Entscheidet der Gerichtshof, dass diese sogenannte Notifizierung nötig gewesen wäre, dürfte das Gesetz nicht angewendet werden. Das Verfahren beim Landgericht werde vorerst ausgesetzt, sagte der Vorsitzende Richter Peter Scholz. Die EU-Mitgliedstaaten müssen Gesetzentwürfe in Brüssel vorlegen, wenn diese "technische Vorschriften" enthalten, die speziell auf "Dienste der Informationsgesellschaft" zielen.

Zum Ende der schwarz-gelben Koalition im Bund entschied sich das Justizministerium gegen die Notifizierung der EU-Kommission - auch weil es sonst kaum möglich gewesen wäre, das LSR noch vor der Bundestagswahl im Herbst 2013 zu verabschieden.

Viele Verlage erteilten "Gratiseinwilligung"
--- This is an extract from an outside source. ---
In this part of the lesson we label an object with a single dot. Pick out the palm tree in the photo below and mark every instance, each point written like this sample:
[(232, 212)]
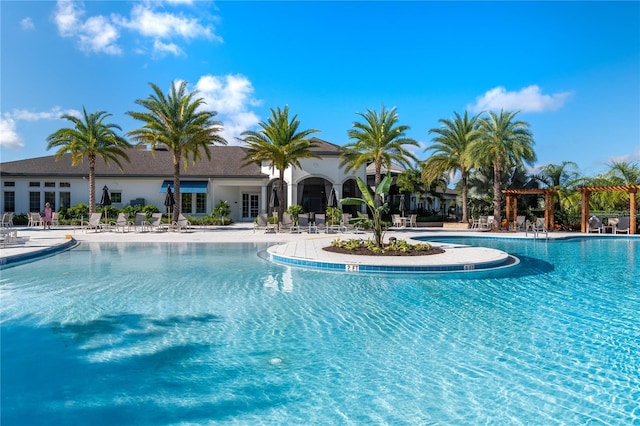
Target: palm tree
[(504, 143), (90, 137), (451, 152), (280, 144), (178, 122), (379, 140)]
Die Verwertungsgesellschaft VG Media verlangt von Google Schadenersatz, weil sich der Internetkonzern weigert, für die Darstellung von Textausrissen und Vorschaubildern in den Google-Suchdiensten zu zahlen. Google argumentiert, dass die Suchmaschine Nutzer auf die Webseiten der Verlage leitet und diesen damit zu Werbeeinnahmen verhelfe.

Die VG Media vertritt etliche Presseverlage in Deutschland, darunter Axel Springer, Handelsblatt, Funke und DuMont. Das Leistungsschutzrecht für Presseverlage war am 1. August 2013 in Kraft getreten. Im August 2014 haben etliche Verlage innerhalb der VG Media Google eine "Gratiseinwilligung" erteilt, weil ihre Inhalte sonst nicht mehr mit Snippets, also kurzen Textauszügen, und Vorschaubildern dargestellt worden wären.

Markus Runde, Geschäftsführer der VG Media, kommentierte nach der Berliner Entscheidung, dass die Bundesregierung - anders als das Berliner Landgericht - weiter davon ausgehe, "dass eine Notifizierungspflicht bei Erlass des Leistungsschutzrechts der Presseverleger nicht bestand und dass das Gesetz daher anwendbar ist": "Die VG Media schließt sich dieser Auffassung an."

Das Gesetz sei dem EuGH zudem nur vorzulegen gewesen, wenn das Landgericht Berlin in der Sache die Klage der Presseverleger in Gänze oder in Teilen für begründet hält, betonte Runde: "Nur in diesem Fall kommt es auf die Frage der Notifizierung an."

Von Google hieß es nach der Entscheidung: Sie habe gezeigt, dass mit dem Leistungsschutzrecht für Presseverlage noch immer zahlreiche Widersprüche und ungeklärte Fragen verbunden seien. "Wir haben immer wieder betont, dass wir keine juristischen Auseinandersetzungen mit Verlagen führen möchten", teilte der Internetkonzern mit. Man wolle stattdessen mit ihnen zusammenarbeiten, um Besucher auf ihre Webseiten und Apps zu leiten, ihre Marken online zu stärken und digitalen Journalismus zu fördern.

Julia Reda, die stellvertretende Vorsitzende der Grünen/EFA-Fraktion im Europäischen Parlament, argumentierte nach der Entscheidung des Landgerichts, spätestens jetzt müsse die Europäische Kommission ihre Pläne für ein EU-weites Leistungsschutzrecht fallen lassen. "Das Leistungsschutzrecht hat den Verlegern und Kreativen in Deutschland nichts außer Kosten und Ärger gebracht", kritisierte sie.